# Rusted-out closet flange found when replacing toilet; what to do?



## majakdragon

The pics are a bit dark so I cannot see the whole situation. You may want to consider using a "Super ring" repair/replacement flange. I have included a link with pics of one. They run about $9 and I think most Home Centers carry them. The tabs around the outside are for securing the ring to the floor. You MAY need to chip away a bit more tile to install one of these.

http://plumbing.hardwarestore.com/51-291-closet-flanges/super-closet-ring-replacement-606088.aspx


----------



## Ron The Plumber

I brightened it up so we can see the problem, do you have access to the underside? I don't know why these type of flanges were made, this happen to them all the time.


----------



## kevind

Ron The Plumber said:


> I brightened it up so we can see the problem, do you have access to the underside? I don't know why these type of flanges were made, this happen to them all the time.

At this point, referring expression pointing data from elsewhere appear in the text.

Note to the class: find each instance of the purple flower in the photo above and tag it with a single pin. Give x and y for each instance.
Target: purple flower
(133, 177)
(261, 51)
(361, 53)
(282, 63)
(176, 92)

Well, it's on the second floor above the garage, so I suppose I can get to it from there. It's not possible just to replace the blue part, is it? I'd have to replace that entire section of PVC?


----------



## kevind

majakdragon said:


> The pics are a bit dark so I cannot see the whole situation. You may want to consider using a "Super ring" repair/replacement flange. I have included a link with pics of one. They run about $9 and I think most Home Centers carry them. The tabs around the outside are for securing the ring to the floor. You MAY need to chip away a bit more tile to install one of these.
> 
> http://plumbing.hardwarestore.com/51-291-closet-flanges/super-closet-ring-replacement-606088.aspx


Thanks, I found one of these at Home Depot. Any idea how long this will this last if it's mounted on top of the old rusted part?


----------



## Ron The Plumber

The best way is to access the underside, replace it with a schd 40 PVC Flange, Thats what I would require if I was to fix this for you.


----------



## majakdragon

I am in agreement with Ron that the "best" way is to replace it, but, the Super-ring is an easy DIY thing. I am assuming that the original flange, although rotted out, was not leaking.


----------



## newbie000

*same problem but on cement slab*

i have the same problem. flange looks exactly what i have but it is on a cement slab. it goes into a 4in pvc drain. also 2 bolts that hold flange to floor just spin and do not tighten. i did have leakage as linoleum around floor was mildew or mold. question is do i need to remove flange and if so how?


----------



## Plumber26

If you do decide on replacing the whole flange, I suggest one with a stainles steel ring as opposed to the blue or red rings. And definately don't use an all PVC ring (garbage, cheap, builders grade crap)


----------



## atan1

I'm in the same situation, too, but the pipes are in wood subflooring. How does access from underneath help me? The floor has very little room around the pipe to access the flange from the underneath, but i think i am noticing the bottom of the flange's 4" pipe that connects to the main pipe. How is this flange (& 4" piece) connected to the pipe? does it yank off? cut it off? screw? and then how is the new one put on, when most of the pipe part is in the flooring? Also, am I risking leakage, as well, if I replace this ring-even with a good quality one?


----------



## oh'mike

If you can post a picture from the top and from the floor below,somebody will give you the best solution for your situation.----The steel or brass flange repair rings will work when installed correctly.--Mike--


----------



## atan1

*Here are some images.*

how do I get the old flange out and what kind do I replace it with ? could it be glued in?


----------



## atan1

I was hoping to get some feedback on this pipe issue. Does the old flange have to come out of the pipe and if so, do I just cut that section of the pipe out? It seems so complicated. I read about the guy in 2006, where he should just replace the ring. Is that sufficient? I have never had a leak, either. Please advise.


----------



## oh'mike

That look like an easy fix--go buy a new flange--a coupling and a short length of pipe--

study the depth of the coupling---cut off the old pipe so you can get the coupling --pipe and new flange into place---Make sure you have the correct glue and primer for that type of pipe.

Mike


----------



## vweater2001

I'm having a problem with our downstairs toilet...problem is that the flange has broken screws. I've attached a couple of pictures that show what I have. It previously used to extra thick wax gaskets with the reinforced ring. We have only been living in this home for the past 2 years and just now discovered this under the toilet. :furious: What options do I have? How do I fix our flange so I can use a toilet?


----------



## Lightfoot

vweater2001 said:


> I'm having a problem with our downstairs toilet...problem is that the flange has broken screws. I've attached a couple of pictures that show what I have. It previously used to extra thick wax gaskets with the reinforced ring. We have only been living in this home for the past 2 years and just now discovered this under the toilet. :furious: What options do I have? How do I fix our flange so I can use a toilet?


Honestly vweater2001,
I don't know the answer, but there are some (many) here that do. It's a great site, with a bunch of good guys (and a few soreheads) and they'd be glad to help, but you might get more answers if you started your own thread. It will get more initial views than tacking it on the end of this one, since your situation is different than the OP.
just trying to help:thumbsup:


----------



## Lightfoot

39,598 views?
dang, what did i miss?:laughing:


----------